A police official said the girl’s T-shirt was discovered Wednesday upstream at about 6:15 p.m. local time and her remains found Thursday morning in a Northern Territory waterway.
“It was particularly gruesome and a sad and devastating outcome,” NT Police Senior Sgt. Erica Gibson told Australian Broadcasting Corporation in Palumpa.
Although attacks are not common for that part of the country, the unnamed young girl was last seen Tuesday local time in Australia’s Northern Territory — home to more saltwater crocodiles than anyplace else on Earth at an estimated 100,000. She was swimming with family members at Mango Creek, in Palumpa, during a bush holiday near the remote Aboriginal town Nganmarriyanga, which is roughly a seven-hour drive southwest of Darwin in one of the northern most parts of Australia.
Gibson did confirm the young girl’s injuries were consistent with a crocodile attack. “It was an extremely difficult 36 hours for the first responders involved in the search,” she stated, adding how the grieved family are “in a state of extreme shock and disbelief.”

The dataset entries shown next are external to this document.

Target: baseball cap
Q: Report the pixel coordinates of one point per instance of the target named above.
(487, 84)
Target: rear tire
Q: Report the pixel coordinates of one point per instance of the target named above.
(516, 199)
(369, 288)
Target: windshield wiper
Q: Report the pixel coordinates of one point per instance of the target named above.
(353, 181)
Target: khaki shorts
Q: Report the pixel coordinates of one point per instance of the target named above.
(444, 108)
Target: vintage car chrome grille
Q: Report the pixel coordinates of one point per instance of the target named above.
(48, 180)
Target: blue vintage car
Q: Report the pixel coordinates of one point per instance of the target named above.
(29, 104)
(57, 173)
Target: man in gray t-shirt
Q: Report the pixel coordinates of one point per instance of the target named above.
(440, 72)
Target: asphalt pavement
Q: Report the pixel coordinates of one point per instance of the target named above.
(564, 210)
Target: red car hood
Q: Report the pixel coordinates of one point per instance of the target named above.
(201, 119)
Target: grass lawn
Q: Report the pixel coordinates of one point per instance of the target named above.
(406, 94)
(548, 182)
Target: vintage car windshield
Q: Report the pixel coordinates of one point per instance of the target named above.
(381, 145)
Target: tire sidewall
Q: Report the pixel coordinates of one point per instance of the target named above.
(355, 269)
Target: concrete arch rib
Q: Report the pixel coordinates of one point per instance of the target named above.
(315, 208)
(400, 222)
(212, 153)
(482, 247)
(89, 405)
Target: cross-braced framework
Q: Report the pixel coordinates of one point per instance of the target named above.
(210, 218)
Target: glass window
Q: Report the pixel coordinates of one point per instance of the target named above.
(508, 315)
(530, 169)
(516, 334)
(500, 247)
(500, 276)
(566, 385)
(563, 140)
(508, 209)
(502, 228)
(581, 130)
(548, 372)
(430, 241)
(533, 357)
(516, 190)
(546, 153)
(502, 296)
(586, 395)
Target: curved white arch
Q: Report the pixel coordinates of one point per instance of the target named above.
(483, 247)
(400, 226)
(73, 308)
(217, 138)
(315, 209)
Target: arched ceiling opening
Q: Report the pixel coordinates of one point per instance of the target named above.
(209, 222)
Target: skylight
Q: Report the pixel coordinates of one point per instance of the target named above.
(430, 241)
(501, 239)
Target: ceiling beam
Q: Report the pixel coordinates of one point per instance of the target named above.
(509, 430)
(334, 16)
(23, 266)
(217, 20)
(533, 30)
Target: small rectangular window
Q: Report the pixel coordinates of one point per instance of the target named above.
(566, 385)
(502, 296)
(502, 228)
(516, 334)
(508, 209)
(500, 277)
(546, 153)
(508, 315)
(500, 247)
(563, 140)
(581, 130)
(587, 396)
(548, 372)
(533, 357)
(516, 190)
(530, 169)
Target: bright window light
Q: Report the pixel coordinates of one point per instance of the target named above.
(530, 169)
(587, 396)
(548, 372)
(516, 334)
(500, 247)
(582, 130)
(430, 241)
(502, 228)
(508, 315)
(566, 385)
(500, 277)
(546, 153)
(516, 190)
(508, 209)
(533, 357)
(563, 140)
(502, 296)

The girl’s disappearance was reported to Australian police at 5.30 p.m. local time on Tuesday.
A black crocodile was seen in the area, according to witnesses. But no details were given if the suspected reptile had otherwise been identified or located.
About 40 members of the public reportedly assisted 10 police officers with a foot, boat and aerial search along the “narrow, but long and winding” Mango Creek river banks.
This is now the first fatal attack in the NT since 2018, according to reports.
While Queensland has had a number of reportedly deadly crocodile attacks in recent years, there were at least two reported crocodile attacks in the Northern Territory in the last year.
A leading Australian crocodile researcher suggested a good response by the territorial government would be to fund local Indigenous groups in remote communities like the one where the girl was allegedly taken victim by the reptile in question.
Meanwhile, the territory’s chief minister says there is “always more to be done around croc safety” as she said the Northern Territory’s latest budget lists $500,000 for crocodile management efforts.
“We can’t have the crocodile population outnumber the human population in the Northern Territory,” Chief Minister Eva Lawler said. “We do need to keep our crocodile numbers under control.”